La capacità adattativa che ci mette in difficoltà
Analogo discorso potremmo fare per le epidemie e le pandemie che, e parliamo solo degli ultimi vent’anni, stanno mettendo a dura prova la nostra specie. SARS, MERS, Ebola, AIDS, Zika ed ora SARS-CoV-2 e di nuovo la peste nera in Mongolia.

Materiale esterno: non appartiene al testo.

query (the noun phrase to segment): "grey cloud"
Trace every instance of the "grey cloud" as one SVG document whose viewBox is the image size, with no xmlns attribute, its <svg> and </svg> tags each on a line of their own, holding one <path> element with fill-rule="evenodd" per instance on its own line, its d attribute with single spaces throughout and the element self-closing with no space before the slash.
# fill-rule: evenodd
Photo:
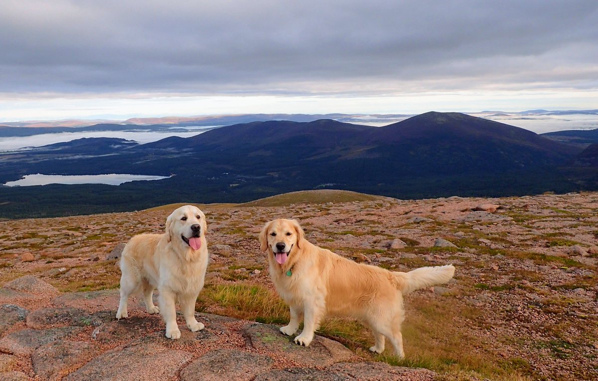
<svg viewBox="0 0 598 381">
<path fill-rule="evenodd" d="M 587 88 L 598 76 L 595 0 L 285 3 L 8 1 L 0 92 L 300 94 L 328 84 L 350 94 L 355 84 L 434 81 Z"/>
</svg>

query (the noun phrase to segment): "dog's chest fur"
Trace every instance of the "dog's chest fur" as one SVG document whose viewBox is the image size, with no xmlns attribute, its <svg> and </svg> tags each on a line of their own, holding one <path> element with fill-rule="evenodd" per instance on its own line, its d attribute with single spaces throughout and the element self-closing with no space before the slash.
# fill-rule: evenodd
<svg viewBox="0 0 598 381">
<path fill-rule="evenodd" d="M 291 269 L 291 275 L 281 271 L 277 265 L 270 263 L 270 274 L 276 291 L 285 302 L 293 305 L 303 305 L 306 300 L 311 301 L 316 296 L 325 295 L 325 288 L 321 285 L 322 279 L 315 279 L 308 271 L 304 271 L 302 263 Z"/>
<path fill-rule="evenodd" d="M 208 254 L 203 250 L 193 260 L 170 257 L 167 266 L 161 266 L 160 284 L 177 294 L 197 293 L 203 287 Z"/>
</svg>

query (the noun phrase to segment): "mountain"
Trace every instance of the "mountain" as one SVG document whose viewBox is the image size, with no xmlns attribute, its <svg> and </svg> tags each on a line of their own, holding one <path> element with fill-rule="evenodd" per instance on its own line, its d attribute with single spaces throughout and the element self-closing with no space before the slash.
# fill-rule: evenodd
<svg viewBox="0 0 598 381">
<path fill-rule="evenodd" d="M 136 142 L 119 138 L 84 137 L 64 143 L 55 143 L 35 147 L 32 150 L 37 153 L 45 154 L 59 153 L 61 155 L 69 153 L 82 153 L 88 155 L 107 155 L 118 153 L 123 149 L 138 145 Z"/>
<path fill-rule="evenodd" d="M 598 128 L 557 131 L 546 133 L 542 135 L 557 142 L 579 145 L 584 148 L 593 143 L 598 143 Z"/>
<path fill-rule="evenodd" d="M 582 185 L 559 169 L 573 162 L 579 148 L 459 113 L 431 112 L 383 127 L 332 119 L 252 122 L 144 145 L 104 143 L 100 149 L 93 140 L 76 142 L 69 149 L 78 153 L 68 157 L 35 151 L 0 156 L 0 181 L 30 173 L 175 175 L 114 188 L 85 187 L 80 198 L 92 198 L 98 189 L 106 210 L 185 199 L 240 202 L 330 188 L 422 198 L 565 192 Z M 81 155 L 86 145 L 87 155 Z M 69 193 L 84 189 L 68 186 Z M 47 205 L 65 202 L 35 189 L 40 188 L 0 188 L 0 204 L 3 195 L 20 193 L 22 200 L 23 192 Z M 0 205 L 0 213 L 10 207 Z"/>
<path fill-rule="evenodd" d="M 598 167 L 598 143 L 594 143 L 575 158 L 575 164 L 581 167 Z"/>
</svg>

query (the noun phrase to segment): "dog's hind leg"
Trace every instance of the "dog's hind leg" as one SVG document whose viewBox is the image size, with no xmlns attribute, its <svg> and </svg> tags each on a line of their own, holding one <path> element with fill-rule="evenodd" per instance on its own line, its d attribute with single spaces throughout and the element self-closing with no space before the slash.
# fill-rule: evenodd
<svg viewBox="0 0 598 381">
<path fill-rule="evenodd" d="M 179 297 L 181 310 L 185 317 L 187 327 L 191 332 L 201 331 L 205 327 L 203 323 L 199 322 L 195 318 L 195 302 L 197 300 L 197 295 L 185 295 Z"/>
<path fill-rule="evenodd" d="M 145 279 L 142 281 L 142 285 L 146 311 L 147 311 L 148 314 L 157 314 L 160 312 L 160 309 L 154 305 L 154 300 L 152 299 L 154 295 L 154 286 L 150 284 L 150 282 Z"/>
<path fill-rule="evenodd" d="M 378 322 L 376 321 L 367 321 L 365 322 L 365 325 L 372 331 L 372 334 L 374 335 L 374 340 L 376 340 L 374 346 L 370 347 L 370 351 L 374 353 L 382 353 L 384 352 L 385 342 L 386 340 L 384 335 L 379 330 Z"/>
<path fill-rule="evenodd" d="M 120 277 L 120 302 L 118 303 L 118 311 L 116 312 L 116 318 L 118 320 L 129 317 L 127 303 L 129 296 L 135 290 L 136 285 L 135 281 L 127 276 L 126 272 L 123 272 Z"/>
</svg>

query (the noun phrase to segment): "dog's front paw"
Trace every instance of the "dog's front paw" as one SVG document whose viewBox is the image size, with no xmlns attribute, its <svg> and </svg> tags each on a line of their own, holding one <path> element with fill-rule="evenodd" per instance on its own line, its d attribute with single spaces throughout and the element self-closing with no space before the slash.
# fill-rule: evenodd
<svg viewBox="0 0 598 381">
<path fill-rule="evenodd" d="M 197 332 L 197 331 L 201 331 L 205 328 L 206 326 L 203 325 L 203 323 L 196 321 L 195 322 L 191 322 L 187 323 L 187 327 L 189 327 L 189 329 L 191 330 L 191 332 Z"/>
<path fill-rule="evenodd" d="M 154 314 L 158 314 L 160 312 L 160 309 L 158 308 L 158 306 L 154 306 L 153 307 L 150 307 L 147 309 L 148 314 L 150 315 L 153 315 Z"/>
<path fill-rule="evenodd" d="M 294 341 L 295 343 L 298 344 L 299 345 L 309 346 L 309 345 L 312 343 L 312 340 L 313 340 L 313 337 L 307 337 L 306 336 L 304 336 L 303 334 L 302 333 L 301 334 L 295 337 L 295 340 L 293 341 Z"/>
<path fill-rule="evenodd" d="M 181 331 L 179 330 L 179 327 L 175 327 L 175 328 L 167 328 L 166 337 L 169 339 L 172 339 L 172 340 L 181 339 Z"/>
<path fill-rule="evenodd" d="M 294 330 L 292 327 L 291 327 L 290 324 L 288 325 L 285 325 L 284 327 L 280 327 L 280 332 L 282 332 L 287 336 L 293 336 L 294 334 L 295 334 L 295 333 L 297 332 L 297 328 L 295 328 Z"/>
<path fill-rule="evenodd" d="M 370 347 L 370 352 L 373 352 L 374 353 L 382 353 L 384 352 L 384 348 L 379 348 L 378 347 L 374 346 Z"/>
</svg>

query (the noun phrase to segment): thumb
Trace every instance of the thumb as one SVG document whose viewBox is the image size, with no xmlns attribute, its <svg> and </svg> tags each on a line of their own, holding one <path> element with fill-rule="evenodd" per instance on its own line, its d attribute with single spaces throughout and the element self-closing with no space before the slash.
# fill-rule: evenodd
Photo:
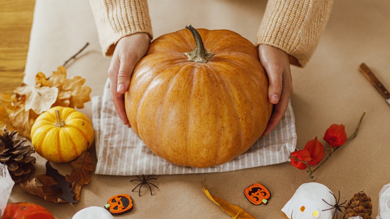
<svg viewBox="0 0 390 219">
<path fill-rule="evenodd" d="M 283 72 L 266 69 L 270 80 L 268 87 L 268 98 L 272 104 L 279 102 L 282 88 L 282 75 Z"/>
<path fill-rule="evenodd" d="M 132 70 L 137 62 L 134 62 L 130 58 L 126 58 L 123 56 L 120 58 L 120 66 L 118 71 L 116 92 L 118 94 L 124 94 L 128 90 L 130 80 L 132 74 Z"/>
</svg>

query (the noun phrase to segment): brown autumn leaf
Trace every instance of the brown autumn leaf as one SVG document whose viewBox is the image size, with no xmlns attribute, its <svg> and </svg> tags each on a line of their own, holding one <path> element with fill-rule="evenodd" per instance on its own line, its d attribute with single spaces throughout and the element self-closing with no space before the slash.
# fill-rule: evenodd
<svg viewBox="0 0 390 219">
<path fill-rule="evenodd" d="M 12 126 L 12 122 L 10 120 L 8 113 L 6 110 L 2 106 L 0 106 L 0 130 L 4 130 L 6 128 L 9 132 L 12 132 L 15 130 L 15 128 Z"/>
<path fill-rule="evenodd" d="M 90 100 L 90 94 L 92 91 L 89 86 L 82 86 L 85 82 L 86 80 L 80 76 L 66 78 L 66 70 L 63 66 L 58 66 L 57 72 L 53 72 L 49 79 L 46 79 L 42 72 L 38 72 L 36 76 L 37 86 L 58 88 L 57 100 L 52 107 L 84 108 L 84 103 Z"/>
<path fill-rule="evenodd" d="M 16 93 L 26 96 L 25 110 L 32 110 L 37 114 L 50 110 L 58 96 L 56 87 L 38 86 L 22 84 L 14 90 Z"/>
<path fill-rule="evenodd" d="M 36 176 L 43 186 L 36 186 L 36 178 L 30 181 L 20 184 L 20 189 L 30 194 L 39 196 L 46 200 L 53 202 L 66 202 L 66 200 L 60 198 L 62 194 L 61 189 L 56 186 L 57 182 L 54 179 L 45 174 L 38 175 Z"/>
<path fill-rule="evenodd" d="M 54 178 L 58 178 L 60 175 L 52 168 L 51 168 L 51 170 L 49 170 L 48 164 L 48 162 L 47 162 L 46 164 L 46 174 L 38 175 L 36 176 L 42 182 L 42 186 L 37 186 L 36 178 L 34 178 L 30 181 L 20 184 L 20 188 L 30 194 L 42 198 L 48 202 L 54 203 L 68 202 L 61 198 L 64 196 L 63 196 L 64 194 L 58 182 Z M 82 187 L 90 182 L 90 172 L 94 170 L 90 154 L 89 152 L 84 152 L 76 160 L 72 162 L 70 164 L 73 167 L 73 170 L 70 175 L 66 175 L 65 179 L 66 182 L 72 184 L 72 193 L 74 194 L 73 200 L 75 201 L 79 201 Z M 54 172 L 56 174 L 53 174 Z M 48 174 L 52 174 L 52 177 L 51 175 L 48 176 Z M 60 183 L 63 184 L 63 182 Z M 72 194 L 68 190 L 66 191 L 66 193 Z M 68 194 L 65 196 L 68 196 Z"/>
<path fill-rule="evenodd" d="M 211 194 L 208 190 L 203 186 L 202 183 L 202 190 L 210 201 L 219 206 L 224 212 L 232 216 L 232 219 L 253 219 L 255 218 L 240 206 L 232 204 L 224 199 Z"/>
<path fill-rule="evenodd" d="M 11 124 L 23 136 L 30 139 L 31 127 L 28 120 L 30 110 L 26 111 L 24 104 L 19 104 L 9 114 Z"/>
<path fill-rule="evenodd" d="M 16 95 L 0 93 L 0 130 L 6 128 L 10 132 L 16 130 L 12 126 L 10 114 L 16 108 L 17 102 Z"/>
<path fill-rule="evenodd" d="M 57 68 L 57 71 L 53 71 L 53 73 L 46 78 L 46 76 L 42 72 L 38 72 L 35 76 L 35 82 L 36 85 L 40 86 L 55 86 L 60 88 L 62 86 L 66 79 L 66 70 L 63 66 Z"/>
<path fill-rule="evenodd" d="M 82 187 L 90 182 L 90 172 L 94 170 L 90 154 L 84 152 L 70 164 L 73 166 L 73 170 L 70 175 L 66 174 L 66 181 L 72 184 L 72 193 L 74 194 L 73 199 L 80 200 Z"/>
</svg>

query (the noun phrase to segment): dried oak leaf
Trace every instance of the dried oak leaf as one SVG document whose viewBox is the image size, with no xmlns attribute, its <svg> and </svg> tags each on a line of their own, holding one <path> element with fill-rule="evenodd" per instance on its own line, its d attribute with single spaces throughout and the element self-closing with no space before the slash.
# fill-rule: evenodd
<svg viewBox="0 0 390 219">
<path fill-rule="evenodd" d="M 58 96 L 56 87 L 40 87 L 24 84 L 17 88 L 14 92 L 20 96 L 26 96 L 26 111 L 32 110 L 38 115 L 49 110 Z"/>
<path fill-rule="evenodd" d="M 56 102 L 53 104 L 52 107 L 60 106 L 64 107 L 68 107 L 70 104 L 70 98 L 72 97 L 72 91 L 60 90 L 58 92 L 58 97 Z"/>
<path fill-rule="evenodd" d="M 92 158 L 89 152 L 84 152 L 70 164 L 73 170 L 70 175 L 66 176 L 66 181 L 72 184 L 72 192 L 74 194 L 73 199 L 80 200 L 82 187 L 90 181 L 90 172 L 94 170 Z"/>
<path fill-rule="evenodd" d="M 12 132 L 16 128 L 12 126 L 10 114 L 12 112 L 18 104 L 16 95 L 0 93 L 0 130 L 6 128 L 8 132 Z"/>
<path fill-rule="evenodd" d="M 0 106 L 0 130 L 6 128 L 10 132 L 15 130 L 15 128 L 11 124 L 8 112 L 5 108 Z"/>
<path fill-rule="evenodd" d="M 84 103 L 90 100 L 90 94 L 92 90 L 88 86 L 83 86 L 86 80 L 80 76 L 66 79 L 62 86 L 64 90 L 71 91 L 69 107 L 78 108 L 84 108 Z"/>
<path fill-rule="evenodd" d="M 11 95 L 6 93 L 0 93 L 0 106 L 12 110 L 14 107 L 14 102 L 18 101 L 16 95 Z"/>
<path fill-rule="evenodd" d="M 8 115 L 12 126 L 18 130 L 20 134 L 28 138 L 30 138 L 32 126 L 29 120 L 29 116 L 30 110 L 26 110 L 24 104 L 19 104 Z"/>
<path fill-rule="evenodd" d="M 42 72 L 38 72 L 35 76 L 36 84 L 40 86 L 55 86 L 59 88 L 66 79 L 66 70 L 63 66 L 58 66 L 57 71 L 54 71 L 48 79 L 46 79 L 46 76 Z"/>
<path fill-rule="evenodd" d="M 58 186 L 58 184 L 54 179 L 45 174 L 38 175 L 36 176 L 43 186 L 37 186 L 35 178 L 30 181 L 26 181 L 25 183 L 20 184 L 22 190 L 26 191 L 30 194 L 39 196 L 46 200 L 53 203 L 66 202 L 66 200 L 60 198 L 62 192 Z"/>
</svg>

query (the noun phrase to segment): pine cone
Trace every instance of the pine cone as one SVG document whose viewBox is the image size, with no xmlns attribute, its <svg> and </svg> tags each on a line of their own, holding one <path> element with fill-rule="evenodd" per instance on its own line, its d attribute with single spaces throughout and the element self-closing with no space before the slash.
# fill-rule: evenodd
<svg viewBox="0 0 390 219">
<path fill-rule="evenodd" d="M 24 146 L 26 138 L 16 139 L 17 132 L 8 134 L 4 130 L 0 135 L 0 162 L 8 166 L 8 170 L 16 183 L 26 181 L 35 170 L 33 164 L 36 158 L 30 156 L 35 152 L 31 146 Z"/>
<path fill-rule="evenodd" d="M 344 219 L 352 216 L 360 216 L 363 219 L 372 219 L 372 204 L 371 198 L 367 196 L 364 192 L 359 192 L 354 195 L 349 202 L 346 206 L 344 211 Z"/>
</svg>

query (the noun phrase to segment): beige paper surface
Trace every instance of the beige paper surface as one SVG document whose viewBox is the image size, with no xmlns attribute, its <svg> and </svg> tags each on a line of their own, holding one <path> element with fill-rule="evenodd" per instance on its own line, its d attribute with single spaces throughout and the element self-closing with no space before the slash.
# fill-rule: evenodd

Anche qui, nulla di nuovo sotto il sole se non che nel XXI secolo, con l’inurbamento così massiccio e la corsa a finanziarizzazione e tecnologizzazione e sanitarizzazione della vita, molti esseri umani non hanno abbandonato antiche abitudini alimentari. Non hanno perso l’indole del cacciatore-raccoglitore, vanno nella giungla e catturano pipistrelli da mangiare facendoli vivere ancora per poco in mercati fuori da ogni controllo sanitario con altre specie selvatiche. Lì accade che avvenga lo scambio di virus e di altri patogeni tra selvatici e lì avviene il salto di specie verso l’uomo. Da lì è partita la pandemia che ancora ci sta occupando anime e corpi. Quel rapporto così antico tra uomo e animale, quello all’insegna del cibo, così come per le carovane desertiche in cui ci si alimenta di carni contaminate di cammelli, persiste e ci tiene sotto scacco. Potremmo continuare con altri esempi rinnovati: la capacità di espansione di una specie straordinaria come il lupo, ritenuta quasi estinta al tempo della pubblicazione di “Animali malati d’uomo” e che oggi, senza interventi di reintroduzione, si impone in territori che avevano perso del tutto la memoria della sua presenza. Una straordinaria capacità addattativa che ci mette in difficoltà. Ecco, però, che le nostre capacità di uomini e donne del XXI secolo, con una incredibile storia e presente di progresso culturale, scientifico e tecnologico, devono affermarsi. È la nostra capacità adattativa ora ad essere chiamata in causa cercando ancora la “libera collaborazione degli animali”, come chiedeva Jaques Cousteau, nella conservazione dei loro habitat naturali ma, al contempo, non abdicando al ruolo ed alla funzione di specie regolatrice che esercitiamo su questo pianeta. Questa responsabilità non ci consente di commettere errori di valutazione per la difesa di una specie selvatica e non ci consente più di agire come se fossimo appena scesi dagli alberi.